Le Chandail de hockey en musique au CNA

La vocation d'un auteur se trouve parfois si chamboulée par les événements et les circonstances, par le tour particulier de son destin, que sa vie ressemble naturellement à un roman.
C'est le sort que connut l'écrivain et conteur Roch Carrier, à la fin des années 1960, après que la publication de La Guerre, yes Sir! lui eut procuré reconnaissance et succès.
CBC lui commande un récit qui répondrait à l'épineuse question «Qu'est ce que le Québec veut?» pour expliquer la poussée nationaliste que vit la Belle Province en 1970 et l'incompréhension concomitante du Canada.

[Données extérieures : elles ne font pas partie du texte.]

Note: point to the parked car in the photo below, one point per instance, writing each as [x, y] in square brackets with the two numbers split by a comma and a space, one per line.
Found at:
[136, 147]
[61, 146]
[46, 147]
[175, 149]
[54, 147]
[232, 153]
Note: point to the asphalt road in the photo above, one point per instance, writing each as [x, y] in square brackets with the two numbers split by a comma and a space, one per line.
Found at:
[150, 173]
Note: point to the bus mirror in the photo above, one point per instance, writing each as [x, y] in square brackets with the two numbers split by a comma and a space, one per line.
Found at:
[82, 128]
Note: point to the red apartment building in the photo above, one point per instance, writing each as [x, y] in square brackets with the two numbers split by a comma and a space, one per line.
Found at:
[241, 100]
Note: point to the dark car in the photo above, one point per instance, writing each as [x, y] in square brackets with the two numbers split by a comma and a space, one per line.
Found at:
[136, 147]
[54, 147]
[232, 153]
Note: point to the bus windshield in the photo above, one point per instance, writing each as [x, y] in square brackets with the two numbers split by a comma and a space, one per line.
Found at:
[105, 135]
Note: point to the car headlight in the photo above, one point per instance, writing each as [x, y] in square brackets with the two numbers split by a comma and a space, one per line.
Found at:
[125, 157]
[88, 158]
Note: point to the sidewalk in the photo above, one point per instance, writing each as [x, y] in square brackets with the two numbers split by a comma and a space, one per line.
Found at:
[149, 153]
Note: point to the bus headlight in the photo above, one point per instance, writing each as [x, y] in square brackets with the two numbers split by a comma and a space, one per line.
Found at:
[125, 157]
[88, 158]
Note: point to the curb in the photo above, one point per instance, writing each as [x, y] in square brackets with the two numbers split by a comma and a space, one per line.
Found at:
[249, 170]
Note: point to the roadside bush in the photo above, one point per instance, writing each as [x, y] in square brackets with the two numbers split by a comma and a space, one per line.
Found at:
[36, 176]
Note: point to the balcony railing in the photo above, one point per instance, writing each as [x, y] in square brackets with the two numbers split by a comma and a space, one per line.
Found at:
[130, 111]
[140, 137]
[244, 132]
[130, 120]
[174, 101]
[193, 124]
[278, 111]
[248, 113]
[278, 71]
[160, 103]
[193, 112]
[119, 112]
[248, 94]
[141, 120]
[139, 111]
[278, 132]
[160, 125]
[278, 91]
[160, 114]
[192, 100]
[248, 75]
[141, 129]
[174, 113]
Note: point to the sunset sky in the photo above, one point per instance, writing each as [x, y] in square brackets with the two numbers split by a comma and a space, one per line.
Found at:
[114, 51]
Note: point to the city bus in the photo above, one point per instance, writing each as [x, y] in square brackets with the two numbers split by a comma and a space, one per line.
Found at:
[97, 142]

De quoi tomber de haut pour le jeune romancier qui vient tout juste de faire ses preuves littéraires... «Après un essai infructueux, je me suis orienté sur des questions d'identité, en me demandant comment moi-même je m'étais défini en tant qu'individu, enfant, et la réponse s'est imposée d'elle-même: le jour où j'ai reçu mon premier équipement de hockey!»

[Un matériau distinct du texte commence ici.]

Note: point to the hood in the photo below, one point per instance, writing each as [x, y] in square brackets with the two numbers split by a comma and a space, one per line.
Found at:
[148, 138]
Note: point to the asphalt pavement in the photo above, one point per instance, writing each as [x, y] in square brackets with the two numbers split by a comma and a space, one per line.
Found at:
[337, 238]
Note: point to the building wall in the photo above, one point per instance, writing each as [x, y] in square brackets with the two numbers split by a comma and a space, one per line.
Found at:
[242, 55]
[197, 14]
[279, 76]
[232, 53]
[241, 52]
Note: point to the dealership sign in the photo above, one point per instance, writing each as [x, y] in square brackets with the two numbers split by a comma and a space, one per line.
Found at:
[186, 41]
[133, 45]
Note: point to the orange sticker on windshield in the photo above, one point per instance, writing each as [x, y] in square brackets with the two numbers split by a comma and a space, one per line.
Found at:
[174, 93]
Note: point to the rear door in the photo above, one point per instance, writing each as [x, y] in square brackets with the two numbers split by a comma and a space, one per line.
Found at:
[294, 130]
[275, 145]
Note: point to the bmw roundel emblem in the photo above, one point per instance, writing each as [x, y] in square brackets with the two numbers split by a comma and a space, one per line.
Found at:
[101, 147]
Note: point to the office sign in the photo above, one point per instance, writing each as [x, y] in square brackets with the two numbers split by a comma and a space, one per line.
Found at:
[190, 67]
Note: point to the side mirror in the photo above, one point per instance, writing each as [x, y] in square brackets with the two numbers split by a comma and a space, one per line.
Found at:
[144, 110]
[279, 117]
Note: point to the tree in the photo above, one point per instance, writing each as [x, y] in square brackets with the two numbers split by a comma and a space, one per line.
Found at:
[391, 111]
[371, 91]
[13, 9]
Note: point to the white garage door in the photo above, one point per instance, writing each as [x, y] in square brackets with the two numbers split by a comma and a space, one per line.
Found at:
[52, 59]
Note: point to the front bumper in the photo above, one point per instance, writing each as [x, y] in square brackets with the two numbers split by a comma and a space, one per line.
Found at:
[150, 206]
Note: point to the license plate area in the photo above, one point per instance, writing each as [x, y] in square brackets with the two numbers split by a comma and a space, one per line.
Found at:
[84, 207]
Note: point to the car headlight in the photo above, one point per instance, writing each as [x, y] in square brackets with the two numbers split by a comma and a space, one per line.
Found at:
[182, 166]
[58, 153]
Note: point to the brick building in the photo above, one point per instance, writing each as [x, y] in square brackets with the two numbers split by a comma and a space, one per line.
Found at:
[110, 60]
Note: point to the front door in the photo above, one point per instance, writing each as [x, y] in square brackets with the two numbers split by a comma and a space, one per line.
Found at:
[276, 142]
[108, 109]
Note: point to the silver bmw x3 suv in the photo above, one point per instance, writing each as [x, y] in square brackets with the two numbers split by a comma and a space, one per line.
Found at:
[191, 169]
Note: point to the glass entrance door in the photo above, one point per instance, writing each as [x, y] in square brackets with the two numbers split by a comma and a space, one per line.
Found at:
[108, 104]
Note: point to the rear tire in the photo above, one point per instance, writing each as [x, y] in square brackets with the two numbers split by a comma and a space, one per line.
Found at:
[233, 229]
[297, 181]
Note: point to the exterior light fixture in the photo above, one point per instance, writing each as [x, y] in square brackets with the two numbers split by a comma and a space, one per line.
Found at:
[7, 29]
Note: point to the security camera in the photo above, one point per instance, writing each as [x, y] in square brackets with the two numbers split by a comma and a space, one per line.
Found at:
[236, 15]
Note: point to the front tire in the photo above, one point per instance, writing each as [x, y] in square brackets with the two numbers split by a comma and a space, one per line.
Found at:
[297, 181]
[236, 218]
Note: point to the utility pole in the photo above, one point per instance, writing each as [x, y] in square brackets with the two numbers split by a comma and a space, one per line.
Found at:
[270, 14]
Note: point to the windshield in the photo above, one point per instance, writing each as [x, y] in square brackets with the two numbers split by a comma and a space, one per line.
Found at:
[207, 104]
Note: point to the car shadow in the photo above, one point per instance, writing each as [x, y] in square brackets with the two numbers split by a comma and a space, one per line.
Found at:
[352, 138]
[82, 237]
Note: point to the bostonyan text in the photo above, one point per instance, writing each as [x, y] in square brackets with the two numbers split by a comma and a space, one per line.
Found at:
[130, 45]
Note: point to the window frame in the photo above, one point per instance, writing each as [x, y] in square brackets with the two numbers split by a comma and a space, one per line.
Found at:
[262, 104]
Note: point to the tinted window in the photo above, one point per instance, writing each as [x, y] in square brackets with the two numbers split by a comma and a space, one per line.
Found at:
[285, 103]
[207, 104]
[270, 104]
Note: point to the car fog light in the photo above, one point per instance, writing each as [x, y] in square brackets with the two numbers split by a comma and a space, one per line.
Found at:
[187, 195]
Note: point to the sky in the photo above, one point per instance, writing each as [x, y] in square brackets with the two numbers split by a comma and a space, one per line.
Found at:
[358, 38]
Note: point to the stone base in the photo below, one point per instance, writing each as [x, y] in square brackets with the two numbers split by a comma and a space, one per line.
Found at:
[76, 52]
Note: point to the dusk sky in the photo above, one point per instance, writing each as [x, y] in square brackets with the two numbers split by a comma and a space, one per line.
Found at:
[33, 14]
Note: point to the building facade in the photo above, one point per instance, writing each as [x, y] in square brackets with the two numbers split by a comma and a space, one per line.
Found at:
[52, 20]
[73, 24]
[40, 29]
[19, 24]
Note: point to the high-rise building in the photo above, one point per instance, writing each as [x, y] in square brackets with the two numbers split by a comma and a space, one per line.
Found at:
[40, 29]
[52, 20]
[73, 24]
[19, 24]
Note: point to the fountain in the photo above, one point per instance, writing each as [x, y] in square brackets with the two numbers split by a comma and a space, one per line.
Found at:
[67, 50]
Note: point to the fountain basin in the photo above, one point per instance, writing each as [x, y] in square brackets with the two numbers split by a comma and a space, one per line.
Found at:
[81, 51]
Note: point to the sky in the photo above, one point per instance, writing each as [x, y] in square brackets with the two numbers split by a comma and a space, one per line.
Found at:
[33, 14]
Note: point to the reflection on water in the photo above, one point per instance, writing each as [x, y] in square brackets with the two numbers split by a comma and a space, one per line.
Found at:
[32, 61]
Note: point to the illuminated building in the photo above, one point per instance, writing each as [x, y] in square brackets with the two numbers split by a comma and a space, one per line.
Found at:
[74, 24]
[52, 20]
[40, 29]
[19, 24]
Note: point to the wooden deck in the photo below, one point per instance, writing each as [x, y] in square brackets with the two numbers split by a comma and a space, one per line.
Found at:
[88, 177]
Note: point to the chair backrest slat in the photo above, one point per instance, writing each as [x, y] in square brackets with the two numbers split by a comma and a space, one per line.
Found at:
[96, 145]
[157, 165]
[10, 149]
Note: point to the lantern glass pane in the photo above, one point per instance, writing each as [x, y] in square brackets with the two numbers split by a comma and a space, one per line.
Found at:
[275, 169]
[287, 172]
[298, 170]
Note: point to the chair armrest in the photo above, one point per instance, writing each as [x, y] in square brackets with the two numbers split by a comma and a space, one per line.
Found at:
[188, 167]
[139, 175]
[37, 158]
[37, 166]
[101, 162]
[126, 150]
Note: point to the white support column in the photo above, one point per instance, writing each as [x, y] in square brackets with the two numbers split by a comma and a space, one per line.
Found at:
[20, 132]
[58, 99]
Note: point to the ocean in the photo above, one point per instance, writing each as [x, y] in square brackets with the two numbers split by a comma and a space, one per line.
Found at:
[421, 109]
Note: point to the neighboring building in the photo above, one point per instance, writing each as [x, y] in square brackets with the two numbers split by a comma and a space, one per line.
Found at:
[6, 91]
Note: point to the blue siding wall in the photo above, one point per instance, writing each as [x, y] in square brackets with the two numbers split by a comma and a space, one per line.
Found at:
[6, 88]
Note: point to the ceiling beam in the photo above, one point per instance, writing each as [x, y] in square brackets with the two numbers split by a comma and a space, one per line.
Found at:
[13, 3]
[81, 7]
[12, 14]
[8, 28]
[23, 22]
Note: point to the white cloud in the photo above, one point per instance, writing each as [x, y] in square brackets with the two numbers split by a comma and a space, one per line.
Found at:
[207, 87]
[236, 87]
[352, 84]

Roch Carrier est alors loin de se douter de l'engouement que suscitera son histoire.
Il concocte un petit conte symbolique, désinvolte et pourtant incisif, un récit devenu légendaire qui parle de l'enfance, du hockey et de la déception ressentie par le narrateur à la suite d'une erreur dans une commande postale: le jeune héros reçoit un chandail des Maple Leafs de Toronto et non des Canadiens de Montréal, à sa plus grande déception. «À mes yeux, j'avais écrit n'importe quoi et je refusais de mettre ma signature sous le texte», avoue-t-il, encore amusé par l'anecdote.
Symphonie d'images
Le Chandail de hockey - initialement intitulé Une abominable feuille d'érable sur la glace - a ensuite été transposé en film d'animation illustré par Sheldon Cohen et, plus récemment, en oeuvre musicale composée par Abigail Richardson.

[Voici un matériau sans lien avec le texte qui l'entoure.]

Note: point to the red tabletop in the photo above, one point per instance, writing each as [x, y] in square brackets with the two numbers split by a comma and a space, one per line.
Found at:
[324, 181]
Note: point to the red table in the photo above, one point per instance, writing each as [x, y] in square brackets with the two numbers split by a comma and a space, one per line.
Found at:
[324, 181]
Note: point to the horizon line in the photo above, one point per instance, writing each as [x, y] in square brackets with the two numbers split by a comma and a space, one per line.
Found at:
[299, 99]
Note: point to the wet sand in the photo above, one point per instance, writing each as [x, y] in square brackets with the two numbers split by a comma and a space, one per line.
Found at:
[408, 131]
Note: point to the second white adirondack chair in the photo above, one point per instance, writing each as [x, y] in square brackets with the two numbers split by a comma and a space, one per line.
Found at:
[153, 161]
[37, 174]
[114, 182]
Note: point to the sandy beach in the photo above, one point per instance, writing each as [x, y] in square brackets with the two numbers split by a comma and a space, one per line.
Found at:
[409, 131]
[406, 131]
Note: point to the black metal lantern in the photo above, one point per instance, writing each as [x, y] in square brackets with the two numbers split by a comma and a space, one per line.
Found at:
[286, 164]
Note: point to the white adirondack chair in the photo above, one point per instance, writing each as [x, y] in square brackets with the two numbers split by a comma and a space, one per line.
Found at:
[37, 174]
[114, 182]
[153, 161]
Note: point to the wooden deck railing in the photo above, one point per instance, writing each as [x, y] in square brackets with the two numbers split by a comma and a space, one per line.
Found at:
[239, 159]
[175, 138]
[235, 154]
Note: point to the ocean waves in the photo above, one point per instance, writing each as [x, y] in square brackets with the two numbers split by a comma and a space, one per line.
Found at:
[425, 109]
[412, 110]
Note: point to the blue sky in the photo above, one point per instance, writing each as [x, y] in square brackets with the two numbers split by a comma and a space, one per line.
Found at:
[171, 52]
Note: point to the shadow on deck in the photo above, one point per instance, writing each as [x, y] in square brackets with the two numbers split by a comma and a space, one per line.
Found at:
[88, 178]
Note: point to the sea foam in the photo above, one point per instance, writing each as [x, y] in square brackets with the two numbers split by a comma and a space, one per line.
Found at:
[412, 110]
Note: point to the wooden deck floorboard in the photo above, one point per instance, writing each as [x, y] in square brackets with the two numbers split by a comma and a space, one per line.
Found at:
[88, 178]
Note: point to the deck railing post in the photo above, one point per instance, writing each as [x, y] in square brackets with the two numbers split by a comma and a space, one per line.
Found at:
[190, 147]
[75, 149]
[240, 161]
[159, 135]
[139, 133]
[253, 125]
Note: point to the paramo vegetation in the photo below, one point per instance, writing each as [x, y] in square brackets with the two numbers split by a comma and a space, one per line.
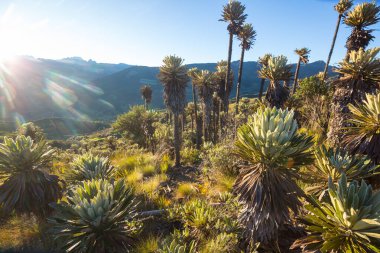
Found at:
[294, 170]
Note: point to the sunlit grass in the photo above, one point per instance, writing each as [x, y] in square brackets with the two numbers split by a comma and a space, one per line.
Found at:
[148, 245]
[17, 232]
[186, 190]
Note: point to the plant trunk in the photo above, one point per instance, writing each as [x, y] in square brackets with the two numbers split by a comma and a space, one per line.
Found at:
[261, 88]
[276, 94]
[239, 80]
[177, 140]
[228, 74]
[206, 120]
[192, 122]
[296, 76]
[183, 121]
[332, 47]
[198, 138]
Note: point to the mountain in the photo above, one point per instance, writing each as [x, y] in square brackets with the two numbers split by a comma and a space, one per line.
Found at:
[35, 89]
[122, 89]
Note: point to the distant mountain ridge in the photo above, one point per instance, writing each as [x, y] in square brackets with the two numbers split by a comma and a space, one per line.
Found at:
[34, 89]
[122, 89]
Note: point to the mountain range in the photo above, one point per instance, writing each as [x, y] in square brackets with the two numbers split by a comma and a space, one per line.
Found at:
[34, 89]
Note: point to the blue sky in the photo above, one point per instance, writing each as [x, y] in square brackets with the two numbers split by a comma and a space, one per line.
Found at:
[144, 31]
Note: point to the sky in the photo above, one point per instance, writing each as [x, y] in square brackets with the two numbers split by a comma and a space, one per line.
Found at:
[142, 32]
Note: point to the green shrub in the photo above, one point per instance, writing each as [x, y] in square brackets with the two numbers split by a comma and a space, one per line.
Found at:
[349, 222]
[274, 153]
[222, 243]
[31, 130]
[218, 158]
[186, 190]
[26, 186]
[190, 156]
[203, 221]
[178, 242]
[98, 216]
[332, 163]
[88, 166]
[138, 125]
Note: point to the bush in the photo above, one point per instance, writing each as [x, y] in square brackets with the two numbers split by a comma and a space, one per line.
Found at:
[349, 222]
[218, 158]
[31, 130]
[88, 166]
[138, 125]
[98, 216]
[190, 156]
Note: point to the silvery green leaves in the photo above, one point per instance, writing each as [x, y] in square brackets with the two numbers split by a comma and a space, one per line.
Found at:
[88, 166]
[348, 222]
[274, 152]
[98, 216]
[23, 167]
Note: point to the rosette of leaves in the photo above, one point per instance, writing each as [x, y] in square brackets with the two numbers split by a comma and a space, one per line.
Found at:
[89, 166]
[363, 135]
[274, 152]
[98, 216]
[26, 186]
[349, 222]
[333, 163]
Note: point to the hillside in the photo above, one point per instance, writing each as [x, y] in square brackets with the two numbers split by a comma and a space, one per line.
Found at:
[34, 89]
[122, 89]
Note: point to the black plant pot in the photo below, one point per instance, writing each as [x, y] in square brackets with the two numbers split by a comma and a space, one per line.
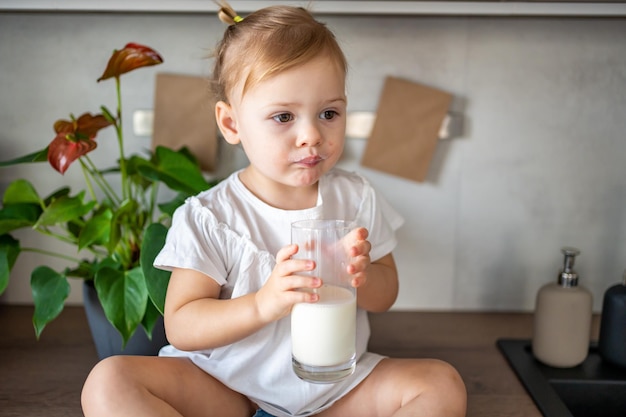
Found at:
[107, 339]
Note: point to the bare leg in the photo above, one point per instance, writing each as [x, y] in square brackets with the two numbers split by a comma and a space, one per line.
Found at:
[153, 386]
[405, 388]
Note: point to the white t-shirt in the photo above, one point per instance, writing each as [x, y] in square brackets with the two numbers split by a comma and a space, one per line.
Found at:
[231, 236]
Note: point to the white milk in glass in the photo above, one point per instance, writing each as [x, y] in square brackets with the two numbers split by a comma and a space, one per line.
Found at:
[322, 333]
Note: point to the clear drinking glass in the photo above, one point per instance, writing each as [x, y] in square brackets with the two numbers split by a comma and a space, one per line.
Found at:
[323, 334]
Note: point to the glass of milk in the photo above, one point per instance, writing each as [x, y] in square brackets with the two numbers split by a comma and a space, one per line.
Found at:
[323, 334]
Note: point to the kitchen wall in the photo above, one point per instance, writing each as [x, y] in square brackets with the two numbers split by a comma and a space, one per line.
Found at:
[541, 162]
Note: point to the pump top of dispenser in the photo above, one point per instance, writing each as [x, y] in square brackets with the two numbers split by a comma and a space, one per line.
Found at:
[567, 276]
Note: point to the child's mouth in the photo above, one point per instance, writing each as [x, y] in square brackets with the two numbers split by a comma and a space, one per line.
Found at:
[310, 161]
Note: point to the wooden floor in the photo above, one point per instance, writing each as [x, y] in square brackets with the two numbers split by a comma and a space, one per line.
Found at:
[45, 378]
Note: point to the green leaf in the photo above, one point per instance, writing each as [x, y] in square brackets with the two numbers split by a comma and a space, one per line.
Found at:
[156, 279]
[38, 156]
[64, 191]
[9, 250]
[21, 191]
[17, 216]
[124, 297]
[176, 170]
[50, 289]
[65, 209]
[97, 230]
[122, 216]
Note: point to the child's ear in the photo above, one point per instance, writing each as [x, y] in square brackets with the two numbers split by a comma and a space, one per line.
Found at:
[226, 122]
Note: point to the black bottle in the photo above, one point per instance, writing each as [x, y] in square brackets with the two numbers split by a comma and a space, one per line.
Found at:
[612, 341]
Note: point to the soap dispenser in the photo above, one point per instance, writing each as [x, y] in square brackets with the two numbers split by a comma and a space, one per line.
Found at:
[562, 321]
[612, 340]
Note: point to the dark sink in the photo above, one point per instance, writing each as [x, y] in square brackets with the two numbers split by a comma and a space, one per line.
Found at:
[591, 389]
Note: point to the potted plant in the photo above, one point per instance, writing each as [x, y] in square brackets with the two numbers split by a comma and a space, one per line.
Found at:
[116, 227]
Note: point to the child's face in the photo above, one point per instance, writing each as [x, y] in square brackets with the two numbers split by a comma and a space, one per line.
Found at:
[292, 126]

La pièce à l'affiche de la salle Southam du Centre national des arts samedi après-midi comporte une narration bilingue de l'auteur Roch Carrier lui-même, présentée au côté du gardien de but Ken Dryden. Des projections d'images tirées du livre et du village dont est inspirée l'histoire accompagneront la partition de l'Orchestre du CNA.